After the First World War - Justi took an active part from 1914 to 1918 - he set up the New Department in the Kronprinzenpalais , which expanded the National Gallery for Modern Art and was considered the first and most important museum collection of its kind with a focus on Expressionism . In this function, Justi was involved in a long journalistic dispute about the program with Karl Scheffler , which went down in the cultural history of the Weimar period as the Berlin Museum War.
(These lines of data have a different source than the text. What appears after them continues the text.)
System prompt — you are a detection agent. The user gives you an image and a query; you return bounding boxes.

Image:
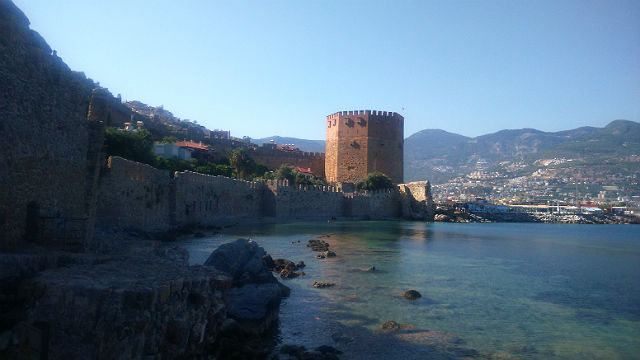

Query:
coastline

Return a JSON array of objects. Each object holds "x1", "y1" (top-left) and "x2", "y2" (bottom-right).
[{"x1": 434, "y1": 211, "x2": 640, "y2": 225}]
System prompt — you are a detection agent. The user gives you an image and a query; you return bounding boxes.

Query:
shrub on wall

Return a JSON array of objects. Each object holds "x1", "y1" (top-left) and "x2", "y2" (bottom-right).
[
  {"x1": 104, "y1": 127, "x2": 155, "y2": 165},
  {"x1": 356, "y1": 172, "x2": 393, "y2": 191}
]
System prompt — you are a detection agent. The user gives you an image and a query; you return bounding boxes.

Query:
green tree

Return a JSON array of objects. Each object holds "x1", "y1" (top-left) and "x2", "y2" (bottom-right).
[
  {"x1": 160, "y1": 136, "x2": 178, "y2": 144},
  {"x1": 275, "y1": 164, "x2": 296, "y2": 185},
  {"x1": 229, "y1": 148, "x2": 255, "y2": 179},
  {"x1": 356, "y1": 172, "x2": 393, "y2": 191}
]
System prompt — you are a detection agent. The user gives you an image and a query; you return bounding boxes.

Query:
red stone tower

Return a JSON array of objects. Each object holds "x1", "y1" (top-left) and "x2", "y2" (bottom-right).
[{"x1": 325, "y1": 110, "x2": 404, "y2": 183}]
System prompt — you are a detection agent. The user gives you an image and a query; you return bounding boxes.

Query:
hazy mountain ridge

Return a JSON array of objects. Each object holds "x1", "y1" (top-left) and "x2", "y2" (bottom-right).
[
  {"x1": 405, "y1": 120, "x2": 640, "y2": 184},
  {"x1": 252, "y1": 120, "x2": 640, "y2": 184}
]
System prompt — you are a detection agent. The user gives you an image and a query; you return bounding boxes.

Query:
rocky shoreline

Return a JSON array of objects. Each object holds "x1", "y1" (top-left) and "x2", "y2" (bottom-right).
[{"x1": 0, "y1": 235, "x2": 289, "y2": 359}]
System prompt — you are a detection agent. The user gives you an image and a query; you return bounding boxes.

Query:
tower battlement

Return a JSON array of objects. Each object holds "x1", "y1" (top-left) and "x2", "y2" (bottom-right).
[{"x1": 327, "y1": 110, "x2": 402, "y2": 119}]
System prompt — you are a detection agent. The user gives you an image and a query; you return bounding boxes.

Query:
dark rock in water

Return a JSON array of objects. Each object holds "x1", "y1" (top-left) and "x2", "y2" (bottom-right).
[
  {"x1": 312, "y1": 281, "x2": 335, "y2": 288},
  {"x1": 227, "y1": 283, "x2": 286, "y2": 335},
  {"x1": 507, "y1": 343, "x2": 538, "y2": 355},
  {"x1": 280, "y1": 344, "x2": 307, "y2": 357},
  {"x1": 307, "y1": 239, "x2": 329, "y2": 251},
  {"x1": 262, "y1": 254, "x2": 276, "y2": 270},
  {"x1": 205, "y1": 239, "x2": 293, "y2": 338},
  {"x1": 402, "y1": 290, "x2": 422, "y2": 300},
  {"x1": 382, "y1": 320, "x2": 400, "y2": 331},
  {"x1": 280, "y1": 345, "x2": 342, "y2": 360},
  {"x1": 280, "y1": 269, "x2": 304, "y2": 279},
  {"x1": 348, "y1": 266, "x2": 376, "y2": 272},
  {"x1": 204, "y1": 239, "x2": 277, "y2": 286},
  {"x1": 273, "y1": 259, "x2": 298, "y2": 271},
  {"x1": 315, "y1": 345, "x2": 342, "y2": 354}
]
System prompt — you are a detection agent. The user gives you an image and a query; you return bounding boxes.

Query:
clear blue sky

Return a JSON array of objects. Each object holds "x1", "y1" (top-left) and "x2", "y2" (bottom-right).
[{"x1": 14, "y1": 0, "x2": 640, "y2": 139}]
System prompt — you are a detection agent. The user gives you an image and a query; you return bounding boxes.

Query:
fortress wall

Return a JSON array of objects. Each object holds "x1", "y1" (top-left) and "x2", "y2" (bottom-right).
[
  {"x1": 175, "y1": 171, "x2": 266, "y2": 226},
  {"x1": 96, "y1": 156, "x2": 174, "y2": 232},
  {"x1": 275, "y1": 185, "x2": 344, "y2": 219},
  {"x1": 251, "y1": 147, "x2": 325, "y2": 178},
  {"x1": 351, "y1": 190, "x2": 402, "y2": 219},
  {"x1": 0, "y1": 1, "x2": 100, "y2": 249},
  {"x1": 97, "y1": 157, "x2": 424, "y2": 232}
]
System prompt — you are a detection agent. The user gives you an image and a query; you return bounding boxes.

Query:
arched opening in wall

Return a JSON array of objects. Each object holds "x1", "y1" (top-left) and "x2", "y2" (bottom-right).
[{"x1": 24, "y1": 201, "x2": 40, "y2": 242}]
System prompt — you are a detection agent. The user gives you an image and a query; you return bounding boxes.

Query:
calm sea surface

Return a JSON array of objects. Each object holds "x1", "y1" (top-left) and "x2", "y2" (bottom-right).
[{"x1": 182, "y1": 221, "x2": 640, "y2": 359}]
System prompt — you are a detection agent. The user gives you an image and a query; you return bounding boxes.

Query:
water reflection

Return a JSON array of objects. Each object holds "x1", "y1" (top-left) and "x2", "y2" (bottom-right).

From 1930 to 1933 he published the magazine Museum der Gegenwart , which claimed to be the mouthpiece for everyone interested in modern museum concepts, acquisitions, museum architecture and modern art in general.

After the seizure of power of the Nazis he was removed for political reasons 1933rd He refused early retirement and was demoted to curator , transferred to the art library and retired in 1941. However, he remained journalistic.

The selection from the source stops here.